The judgment and sentence are reversed.

McINTURFF and ROE, JJ., concur.

NOTES

[1] The officer testified that the defendant was not acting in a disorderly or dangerous manner.

[2] Defendant's wife signed a complaint in Grandview Municipal Court alleging disorderly conduct.

[3] No arrest warrant was issued. In fact, the order revoking defendant's release on his personal recognizance was neither drafted nor entered until the hearing on defendant's motion to suppress the firearms that are the subject of this litigation.

[4] During the suppression hearing the defendant's wife strongly denied the officer's statement.

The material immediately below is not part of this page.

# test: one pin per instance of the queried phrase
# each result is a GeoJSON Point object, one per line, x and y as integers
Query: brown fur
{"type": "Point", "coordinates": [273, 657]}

[5] The officer was present when defendant parked his car but did not call his attention to the fact it was in a crosswalk.

[6] Katz v. United States, 389 U.S. 347, 357, 19 L. Ed. 2d 576, 88 S. Ct. 507 (1967).

[7] Compare with CrR 3.2(g) wherein the court on its own motion may revoke pretrial release.

[8] In fact, during a conversation with the officer the defendant advised the officer that he had an attorney who supposedly talked with the judge and received permission for defendant to go to the Cuzick residence to get his belongings.